До этих пор она говорила бесцветно, а тут впервые голос ее зазвучал:
– Убился он. С лесов упал. С двенадцатого этажа. Вот скоро год, как…
Елена испугалась, что сейчас будут слезы, занервничала, но женщина говорила спокойно, как не о своем:
– С вечера пообещал детям, поедем, мол, за черникой. Они, еще темно было, шептаться стали. Тут, как на грех, прораб звонит. Мы уж собрались, минут бы пятнадцать еще, и не застал бы нас. А он – безотказный. Надо, Вася…
И всю жизнь вот так: надо, Вася. Ну ладно, другой раз съездим…
Позже, когда она ушла, Елена сказала:
– Ты заметил, как она спокойно обо всем говорила? Я бы… Представить себя на ее месте… Нет, это представить невозможно!

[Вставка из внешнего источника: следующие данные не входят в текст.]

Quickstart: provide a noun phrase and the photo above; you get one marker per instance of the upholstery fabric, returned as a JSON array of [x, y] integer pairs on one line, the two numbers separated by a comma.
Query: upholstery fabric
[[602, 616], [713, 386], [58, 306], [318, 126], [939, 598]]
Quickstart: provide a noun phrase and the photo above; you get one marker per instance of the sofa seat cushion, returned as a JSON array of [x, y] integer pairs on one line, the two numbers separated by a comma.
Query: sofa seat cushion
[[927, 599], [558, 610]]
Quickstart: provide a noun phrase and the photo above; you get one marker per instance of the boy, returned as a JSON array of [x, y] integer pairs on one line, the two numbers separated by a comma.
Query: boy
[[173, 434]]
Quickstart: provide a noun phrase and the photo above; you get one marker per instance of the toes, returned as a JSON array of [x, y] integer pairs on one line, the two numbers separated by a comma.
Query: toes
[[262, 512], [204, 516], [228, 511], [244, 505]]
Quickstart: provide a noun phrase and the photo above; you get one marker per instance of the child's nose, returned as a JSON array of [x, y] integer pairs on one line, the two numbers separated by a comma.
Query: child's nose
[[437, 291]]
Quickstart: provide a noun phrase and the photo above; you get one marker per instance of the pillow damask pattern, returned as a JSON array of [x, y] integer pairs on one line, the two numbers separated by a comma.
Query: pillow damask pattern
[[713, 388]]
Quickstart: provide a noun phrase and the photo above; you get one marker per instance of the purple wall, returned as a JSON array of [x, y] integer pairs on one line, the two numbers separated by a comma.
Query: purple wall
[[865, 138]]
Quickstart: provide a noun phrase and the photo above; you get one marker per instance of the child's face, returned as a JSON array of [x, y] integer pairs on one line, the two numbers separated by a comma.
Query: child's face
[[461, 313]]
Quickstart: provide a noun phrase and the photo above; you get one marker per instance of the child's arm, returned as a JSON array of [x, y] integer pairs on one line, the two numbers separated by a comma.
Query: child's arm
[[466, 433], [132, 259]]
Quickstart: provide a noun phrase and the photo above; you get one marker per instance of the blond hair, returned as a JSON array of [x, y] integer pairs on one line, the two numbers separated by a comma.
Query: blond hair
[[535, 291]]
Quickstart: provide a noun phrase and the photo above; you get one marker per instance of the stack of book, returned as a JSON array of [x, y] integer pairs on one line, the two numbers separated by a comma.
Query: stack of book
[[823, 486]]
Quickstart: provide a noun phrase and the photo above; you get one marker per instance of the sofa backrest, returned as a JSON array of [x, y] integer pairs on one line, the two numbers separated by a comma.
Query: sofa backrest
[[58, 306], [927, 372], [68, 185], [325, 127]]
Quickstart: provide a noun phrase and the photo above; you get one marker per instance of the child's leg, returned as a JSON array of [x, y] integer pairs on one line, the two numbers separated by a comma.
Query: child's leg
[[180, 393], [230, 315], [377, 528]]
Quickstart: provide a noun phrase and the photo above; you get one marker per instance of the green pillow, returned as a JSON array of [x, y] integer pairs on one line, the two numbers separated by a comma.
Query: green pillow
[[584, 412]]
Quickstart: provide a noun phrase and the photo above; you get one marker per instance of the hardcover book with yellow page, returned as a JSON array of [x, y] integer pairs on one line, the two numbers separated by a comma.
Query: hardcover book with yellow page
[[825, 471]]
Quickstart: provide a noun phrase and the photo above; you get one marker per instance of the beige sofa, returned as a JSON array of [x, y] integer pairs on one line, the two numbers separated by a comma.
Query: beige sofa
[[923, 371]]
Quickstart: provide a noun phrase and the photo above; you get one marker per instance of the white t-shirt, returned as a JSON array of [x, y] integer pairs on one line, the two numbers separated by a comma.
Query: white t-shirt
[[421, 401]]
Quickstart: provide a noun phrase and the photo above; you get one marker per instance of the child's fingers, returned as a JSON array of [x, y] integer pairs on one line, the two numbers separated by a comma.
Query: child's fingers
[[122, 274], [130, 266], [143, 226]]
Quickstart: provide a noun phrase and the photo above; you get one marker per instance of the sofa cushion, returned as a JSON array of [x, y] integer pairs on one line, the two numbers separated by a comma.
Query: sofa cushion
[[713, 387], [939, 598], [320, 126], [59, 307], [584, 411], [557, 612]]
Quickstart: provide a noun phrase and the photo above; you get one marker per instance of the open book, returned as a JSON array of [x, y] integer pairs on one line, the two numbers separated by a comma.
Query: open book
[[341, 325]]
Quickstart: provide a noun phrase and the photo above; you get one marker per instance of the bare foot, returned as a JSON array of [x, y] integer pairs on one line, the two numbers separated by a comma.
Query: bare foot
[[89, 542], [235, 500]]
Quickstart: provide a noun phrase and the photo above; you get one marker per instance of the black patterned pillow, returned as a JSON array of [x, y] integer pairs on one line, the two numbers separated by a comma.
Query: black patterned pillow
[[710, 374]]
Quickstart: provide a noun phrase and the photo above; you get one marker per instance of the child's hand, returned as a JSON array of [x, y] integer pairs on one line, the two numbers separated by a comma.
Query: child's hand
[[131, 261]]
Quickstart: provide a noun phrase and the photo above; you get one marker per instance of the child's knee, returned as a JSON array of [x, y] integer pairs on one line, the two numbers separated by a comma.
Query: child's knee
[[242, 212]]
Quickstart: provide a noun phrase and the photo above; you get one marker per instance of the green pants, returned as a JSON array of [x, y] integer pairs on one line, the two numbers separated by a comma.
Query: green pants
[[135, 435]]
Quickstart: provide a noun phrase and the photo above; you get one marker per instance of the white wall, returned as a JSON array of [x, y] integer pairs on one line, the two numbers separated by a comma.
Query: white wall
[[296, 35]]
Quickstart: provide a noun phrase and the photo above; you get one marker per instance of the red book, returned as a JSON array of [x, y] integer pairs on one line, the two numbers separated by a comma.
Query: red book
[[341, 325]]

– Чем проще организован человек, тем устойчивей нервная система. В данном случае это как раз хорошо. Между прочим, – толчком среднего пальца в переносицу Игорь поправил большие очки на носу, – это, кстати говоря, установлено: в лагерях выживаемость у таких была выше.
Первый разговор, в принципе, был пристрелочный. Договорились о главном: во что все это должно обойтись. Но не знали еще, решатся ли.
– Вы, конечно, понимаете, – сказала Елена,- нужно будет пройти подробное медицинское обследование.
– Понимаю.
Они вышли проводить ее. Спрятав тапочки в кошелку, нагнувшись, женщина завязывала шнурок полуботинка, и Елена увидела темную полосу у нее между лопатками, платье там пропотело, и, удивленная, указала глазами Игорю: смотри, мол, спокойная-спокойная, а вот чего стоил ей этот разговор. И случайно перехватила его взгляд: он тоже стоял сзади и смотрел на эту нагнувшуюся женщину.
И женщина почувствовала на себе его взгляд, заторопилась. Когда она ушла, Елена открыла в комнате окно настежь:
– Не думаю, что мы на это решимся. При всех обстоятельствах она хотела, чтобы решался он.
– Ну почему?
Но и голос его сейчас показался ей шкодливым.
– Относись проще, – говорил он. – Женщина здоровая, что и требуется, хорошая питательная среда. Ты правильно говорила, кормилицы…
– Мерзавец!
Однако начатое дело уже продвигалось своим ходом. Нашелся врач, который некоторое время работал в американской клинике, ему, помимо всего прочего, интересен был сам эксперимент, проделываемый на нашей почве. Юрист составил документы, не имевшие пока что аналога в его практике. В один из дней Елена побывала в квартире этой женщины. Обычная хрущевская пятиэтажка, две смежные комнаты, крохотная кухонька, балкон, выходящий в тополь, как в сад, все небогато, чисто, не исключено, что к ее приходу специально наводили чистоту. Но дети, погодки пяти и шести лет, выглядели ухоженными, здоровыми. И повсюду свисали кольца, канаты, какие-то еще снаряды, шведская стенка вдоль всей стены – последняя отцовская забота. Мальчик сразу же продел ноги в кольца, раскачался вниз головой. Елена потрепала его по волосам, когда он слез, мило улыбнувшись, достала из сумочки два мандарина. Девочка царапнула ногтями кожуру, но мальчик, старший, что-то шепнул ей, и они положили мандарины на стол. Там же лежало вязанье; ожидая ее, женщина, по-видимому, вязала на спицах, вязание успокаивает.